The immigration authorities you spoke with throughout the long process of obtaining your visa likely reminded you of the expiration date printed on the front of your document. They may have impressed upon you the serious penalties of staying in the U.S. beyond the deadline. Nevertheless, for whatever reason, you are still in the country despite the passing of the expiration date.

While there may be a perfectly reasonable explanation for why you overstayed your visa, the fact is that under immigration law, you are now unlawfully present. The longer you stay without properly dealing with your status, the more difficult your situation may become.

Penalties for overstaying

As soon as your visa expires, the days you overstay begin to accrue. One of the most dreaded penalties of overstaying a visa is your inadmissibility to return to the U.S. when you depart. The more days you accrue, the longer your inadmissibility. The consequences for overstaying a visa include the following:

  • Three-year ban from re-entry if you stay between 180 days and 364 days past your visa expiration
  • Ten-year ban if you stay longer than one year past your visa
  • Civil fines of up to $2,000, depending on the circumstances
  • Up to four years in prison if you fail or refuse to take steps to depart after receiving final notice from immigration authorities

There may be extenuating circumstances that prevented you from leaving when your visa expired, and those circumstances may qualify you for tolling. Tolling is when the days of your overstay cease to accumulate. This could prevent you from facing a lengthy ban of readmittance that could separate you from family and loved ones for up to a decade.

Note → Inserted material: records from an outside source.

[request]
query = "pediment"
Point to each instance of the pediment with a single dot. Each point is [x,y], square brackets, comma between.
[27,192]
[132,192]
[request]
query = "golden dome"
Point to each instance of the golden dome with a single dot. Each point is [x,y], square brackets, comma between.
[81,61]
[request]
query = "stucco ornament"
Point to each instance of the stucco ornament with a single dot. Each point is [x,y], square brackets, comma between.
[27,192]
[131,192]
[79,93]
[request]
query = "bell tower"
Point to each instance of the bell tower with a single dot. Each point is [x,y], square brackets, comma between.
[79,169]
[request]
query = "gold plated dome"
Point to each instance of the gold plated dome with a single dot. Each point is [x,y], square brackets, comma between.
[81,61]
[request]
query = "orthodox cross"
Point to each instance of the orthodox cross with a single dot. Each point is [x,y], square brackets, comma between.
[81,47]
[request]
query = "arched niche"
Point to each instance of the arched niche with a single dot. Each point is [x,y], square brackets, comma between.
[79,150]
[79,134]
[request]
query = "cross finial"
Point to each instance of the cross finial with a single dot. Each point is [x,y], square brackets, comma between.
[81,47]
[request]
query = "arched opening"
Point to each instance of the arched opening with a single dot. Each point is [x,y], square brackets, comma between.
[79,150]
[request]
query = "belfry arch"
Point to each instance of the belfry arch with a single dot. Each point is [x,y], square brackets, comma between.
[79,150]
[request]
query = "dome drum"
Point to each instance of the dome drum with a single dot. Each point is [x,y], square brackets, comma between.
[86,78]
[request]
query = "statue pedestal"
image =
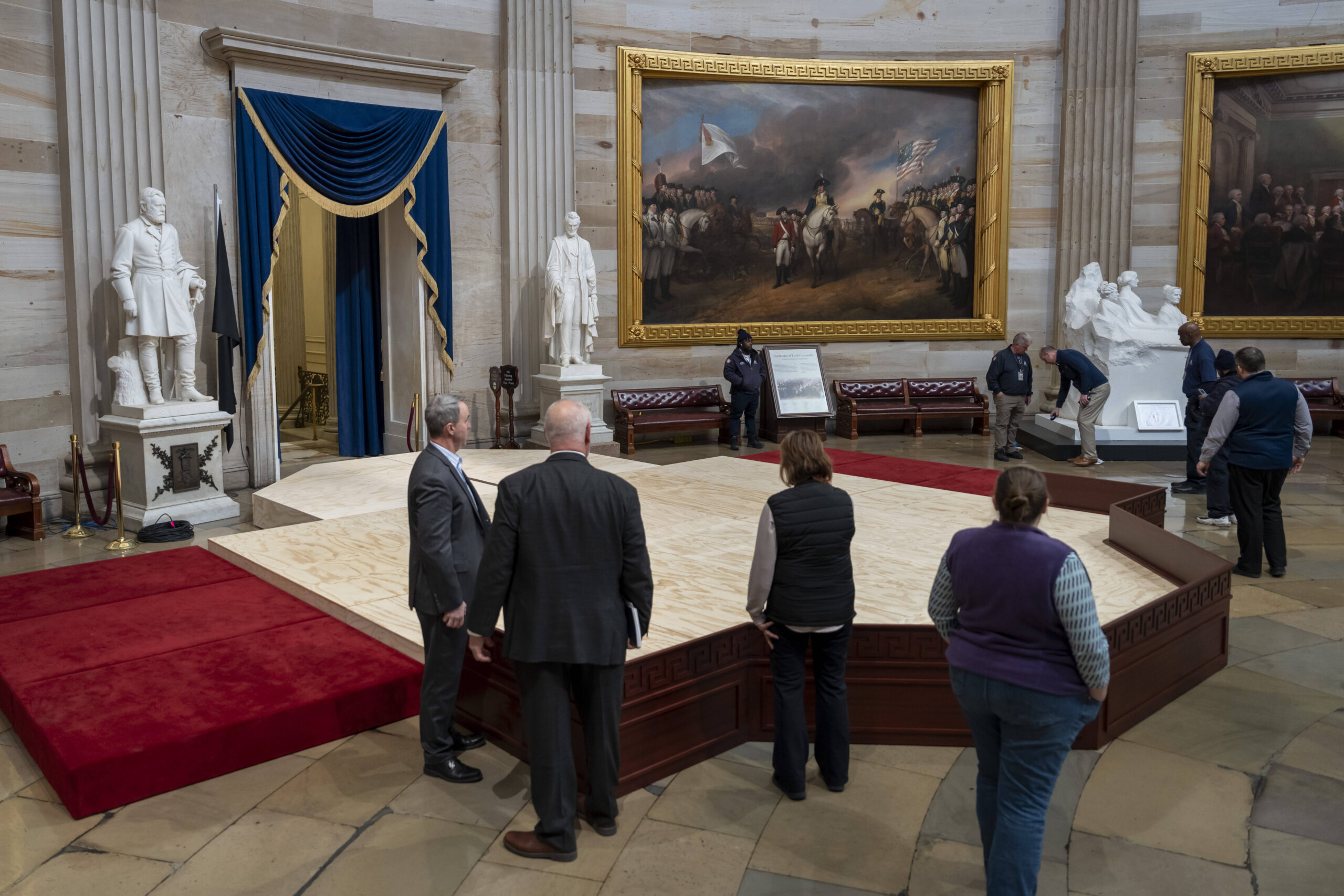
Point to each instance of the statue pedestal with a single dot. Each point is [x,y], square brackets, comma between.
[171,461]
[580,383]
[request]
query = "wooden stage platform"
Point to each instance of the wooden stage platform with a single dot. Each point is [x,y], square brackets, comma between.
[702,684]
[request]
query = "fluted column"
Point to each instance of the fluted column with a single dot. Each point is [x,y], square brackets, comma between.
[539,167]
[111,147]
[1096,141]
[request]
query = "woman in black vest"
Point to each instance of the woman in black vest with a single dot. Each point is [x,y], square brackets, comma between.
[802,589]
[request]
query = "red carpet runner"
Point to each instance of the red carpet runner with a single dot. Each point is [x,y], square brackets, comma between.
[949,477]
[133,676]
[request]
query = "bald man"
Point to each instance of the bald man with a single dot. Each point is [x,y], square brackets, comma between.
[565,561]
[1201,375]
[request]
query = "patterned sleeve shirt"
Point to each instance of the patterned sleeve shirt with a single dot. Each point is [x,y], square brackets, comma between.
[1074,604]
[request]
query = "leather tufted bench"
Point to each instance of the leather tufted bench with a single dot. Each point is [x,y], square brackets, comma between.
[667,410]
[872,400]
[1323,398]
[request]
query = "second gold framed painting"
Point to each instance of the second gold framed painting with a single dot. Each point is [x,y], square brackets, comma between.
[811,201]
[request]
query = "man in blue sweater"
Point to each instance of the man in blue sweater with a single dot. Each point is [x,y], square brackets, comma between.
[1199,378]
[1266,426]
[1093,390]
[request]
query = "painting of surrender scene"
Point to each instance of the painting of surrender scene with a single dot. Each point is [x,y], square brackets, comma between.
[780,202]
[1276,215]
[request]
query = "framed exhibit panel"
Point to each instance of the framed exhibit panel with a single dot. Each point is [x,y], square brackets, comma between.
[1158,417]
[811,201]
[1263,193]
[797,382]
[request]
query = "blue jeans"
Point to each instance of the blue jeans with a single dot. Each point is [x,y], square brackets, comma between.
[1022,738]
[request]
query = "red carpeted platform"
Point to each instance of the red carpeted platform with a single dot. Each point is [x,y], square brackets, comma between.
[951,477]
[140,675]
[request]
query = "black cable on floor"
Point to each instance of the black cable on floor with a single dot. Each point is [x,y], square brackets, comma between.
[170,531]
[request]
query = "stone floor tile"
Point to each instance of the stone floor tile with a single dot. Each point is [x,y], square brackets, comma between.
[1290,866]
[488,879]
[101,873]
[492,803]
[674,860]
[1327,623]
[952,815]
[264,853]
[1301,803]
[18,770]
[353,782]
[863,837]
[1237,718]
[597,853]
[174,825]
[762,883]
[1264,635]
[322,750]
[1319,750]
[927,761]
[1319,667]
[33,832]
[1323,593]
[1156,798]
[405,855]
[1252,601]
[1112,867]
[725,797]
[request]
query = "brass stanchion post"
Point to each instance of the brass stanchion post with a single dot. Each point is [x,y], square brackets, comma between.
[123,543]
[78,530]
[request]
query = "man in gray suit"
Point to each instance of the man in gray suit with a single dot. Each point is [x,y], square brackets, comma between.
[448,524]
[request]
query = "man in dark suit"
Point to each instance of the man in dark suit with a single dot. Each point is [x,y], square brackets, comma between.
[563,559]
[448,532]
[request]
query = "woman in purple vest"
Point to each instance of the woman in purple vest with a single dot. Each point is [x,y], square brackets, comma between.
[1030,667]
[800,592]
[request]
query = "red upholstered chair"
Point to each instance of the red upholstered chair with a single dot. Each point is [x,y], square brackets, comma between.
[872,400]
[19,500]
[667,410]
[1323,398]
[948,398]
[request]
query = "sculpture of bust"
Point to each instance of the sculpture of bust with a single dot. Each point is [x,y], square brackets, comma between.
[569,323]
[159,293]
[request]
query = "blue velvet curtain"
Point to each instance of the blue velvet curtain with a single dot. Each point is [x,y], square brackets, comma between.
[359,339]
[353,159]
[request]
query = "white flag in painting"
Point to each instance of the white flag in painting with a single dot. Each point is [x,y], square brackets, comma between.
[714,143]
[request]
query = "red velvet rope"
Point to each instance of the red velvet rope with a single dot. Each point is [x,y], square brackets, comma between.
[112,487]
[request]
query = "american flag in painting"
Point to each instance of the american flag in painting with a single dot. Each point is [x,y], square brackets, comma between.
[910,157]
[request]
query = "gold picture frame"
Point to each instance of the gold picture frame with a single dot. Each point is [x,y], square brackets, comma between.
[1202,70]
[994,78]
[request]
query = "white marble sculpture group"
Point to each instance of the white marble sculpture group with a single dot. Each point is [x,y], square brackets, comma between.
[159,293]
[1139,352]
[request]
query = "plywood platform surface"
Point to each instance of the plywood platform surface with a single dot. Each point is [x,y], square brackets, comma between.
[701,520]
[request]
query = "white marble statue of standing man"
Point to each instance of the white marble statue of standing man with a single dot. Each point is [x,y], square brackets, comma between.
[159,293]
[570,319]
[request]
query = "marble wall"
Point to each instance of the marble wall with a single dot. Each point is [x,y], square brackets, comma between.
[1026,31]
[34,355]
[1167,31]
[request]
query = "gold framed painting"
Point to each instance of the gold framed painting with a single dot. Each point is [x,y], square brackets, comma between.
[811,201]
[1261,246]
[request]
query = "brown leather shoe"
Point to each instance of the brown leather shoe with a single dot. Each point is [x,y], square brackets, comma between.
[524,842]
[605,827]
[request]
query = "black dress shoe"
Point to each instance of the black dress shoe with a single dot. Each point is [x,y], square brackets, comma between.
[464,741]
[454,770]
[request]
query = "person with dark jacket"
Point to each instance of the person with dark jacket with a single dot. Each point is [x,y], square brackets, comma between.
[1266,426]
[565,561]
[800,590]
[1030,667]
[1220,501]
[745,375]
[1010,382]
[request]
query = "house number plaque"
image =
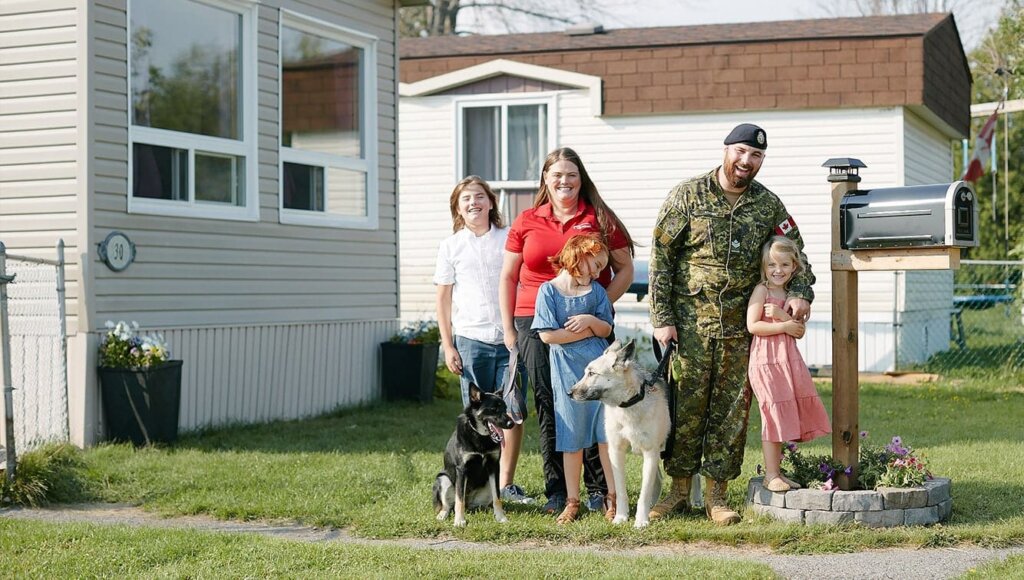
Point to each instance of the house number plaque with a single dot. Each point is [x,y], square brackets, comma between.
[117,251]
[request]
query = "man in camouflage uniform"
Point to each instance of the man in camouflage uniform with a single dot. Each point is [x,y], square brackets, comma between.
[705,263]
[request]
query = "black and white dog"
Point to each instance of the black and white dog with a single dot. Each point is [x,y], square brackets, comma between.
[470,475]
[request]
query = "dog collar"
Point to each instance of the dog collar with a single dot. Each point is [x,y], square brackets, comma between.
[663,369]
[639,396]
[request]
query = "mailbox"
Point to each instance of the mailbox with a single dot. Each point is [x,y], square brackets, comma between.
[942,214]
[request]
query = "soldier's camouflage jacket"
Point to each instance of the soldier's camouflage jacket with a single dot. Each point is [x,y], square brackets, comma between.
[706,258]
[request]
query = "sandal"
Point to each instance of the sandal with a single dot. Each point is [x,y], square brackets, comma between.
[609,506]
[777,485]
[570,513]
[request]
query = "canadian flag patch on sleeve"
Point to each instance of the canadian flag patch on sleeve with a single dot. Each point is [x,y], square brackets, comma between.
[787,225]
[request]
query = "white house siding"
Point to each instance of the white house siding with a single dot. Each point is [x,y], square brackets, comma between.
[39,133]
[635,161]
[924,300]
[40,176]
[272,321]
[64,169]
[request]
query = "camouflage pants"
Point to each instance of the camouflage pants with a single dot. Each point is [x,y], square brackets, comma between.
[713,403]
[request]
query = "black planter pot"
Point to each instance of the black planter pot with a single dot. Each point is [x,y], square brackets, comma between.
[141,406]
[408,371]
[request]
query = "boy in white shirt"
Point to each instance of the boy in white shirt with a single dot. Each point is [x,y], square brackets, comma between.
[469,263]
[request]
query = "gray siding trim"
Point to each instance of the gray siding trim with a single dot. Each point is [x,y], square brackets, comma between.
[269,372]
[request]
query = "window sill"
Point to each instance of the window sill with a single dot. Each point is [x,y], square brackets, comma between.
[193,210]
[320,219]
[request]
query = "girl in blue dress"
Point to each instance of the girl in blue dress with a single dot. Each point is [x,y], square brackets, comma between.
[573,317]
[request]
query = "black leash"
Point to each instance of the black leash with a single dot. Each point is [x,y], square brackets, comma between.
[663,371]
[670,443]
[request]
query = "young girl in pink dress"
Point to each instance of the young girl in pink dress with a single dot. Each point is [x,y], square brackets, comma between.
[791,408]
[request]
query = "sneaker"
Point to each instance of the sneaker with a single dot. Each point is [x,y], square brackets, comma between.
[514,494]
[556,503]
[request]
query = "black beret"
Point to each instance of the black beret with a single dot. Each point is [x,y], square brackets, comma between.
[748,134]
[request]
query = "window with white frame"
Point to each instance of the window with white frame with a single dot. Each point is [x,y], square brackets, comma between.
[193,130]
[505,142]
[328,125]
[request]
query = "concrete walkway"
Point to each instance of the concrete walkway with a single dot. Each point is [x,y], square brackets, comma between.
[897,564]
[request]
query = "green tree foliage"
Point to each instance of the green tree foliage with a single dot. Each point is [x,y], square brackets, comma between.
[997,66]
[445,17]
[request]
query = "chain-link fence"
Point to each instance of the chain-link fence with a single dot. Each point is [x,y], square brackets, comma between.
[35,341]
[969,323]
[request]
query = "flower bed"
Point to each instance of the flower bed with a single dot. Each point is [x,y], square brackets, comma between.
[883,507]
[898,490]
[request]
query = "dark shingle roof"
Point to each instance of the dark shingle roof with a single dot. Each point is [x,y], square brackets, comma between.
[867,27]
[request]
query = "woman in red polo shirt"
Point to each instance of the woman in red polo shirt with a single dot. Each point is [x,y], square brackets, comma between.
[566,204]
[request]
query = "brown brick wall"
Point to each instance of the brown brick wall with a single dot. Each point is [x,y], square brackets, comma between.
[806,74]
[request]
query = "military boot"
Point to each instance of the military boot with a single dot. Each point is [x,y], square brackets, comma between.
[677,500]
[718,509]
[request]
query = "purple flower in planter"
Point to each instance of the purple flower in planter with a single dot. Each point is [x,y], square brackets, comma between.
[896,447]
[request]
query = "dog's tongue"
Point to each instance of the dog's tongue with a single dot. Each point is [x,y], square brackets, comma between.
[496,433]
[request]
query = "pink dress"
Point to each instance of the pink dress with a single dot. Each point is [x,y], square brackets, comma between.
[791,408]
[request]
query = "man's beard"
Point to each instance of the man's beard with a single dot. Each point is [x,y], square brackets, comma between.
[735,181]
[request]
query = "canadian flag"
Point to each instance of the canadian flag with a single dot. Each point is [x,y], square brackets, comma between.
[982,150]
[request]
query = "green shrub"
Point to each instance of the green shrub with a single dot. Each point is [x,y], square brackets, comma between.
[50,473]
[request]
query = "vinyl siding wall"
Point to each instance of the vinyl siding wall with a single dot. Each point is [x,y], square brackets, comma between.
[193,272]
[40,80]
[924,299]
[272,321]
[635,161]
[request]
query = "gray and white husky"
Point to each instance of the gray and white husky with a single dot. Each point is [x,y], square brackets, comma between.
[636,414]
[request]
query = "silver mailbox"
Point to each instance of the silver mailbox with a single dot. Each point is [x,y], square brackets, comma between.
[943,214]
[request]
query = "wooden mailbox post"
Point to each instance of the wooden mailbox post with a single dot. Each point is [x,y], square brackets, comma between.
[845,265]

Alternatives to deportation

Immigration authorities offer numerous possible ways to avoid deportation and other consequences of overstaying your visa. For example, you may apply to have your visa extended if it has not yet expired. You may also be able to change your visa status. There are dozens of visa programs, and you may be eligible for more than one. For example, if you are here on a visitor visa, you might be able to try to obtain a work visa. 

Of course, there may be factors that disqualify you from any exceptions, such as a criminal record. However, if you have other reasons that you believe may qualify you for tolling, or if you want to seek more information about your options, the assistance of a Nebraska attorney with experience in immigration law could prove invaluable.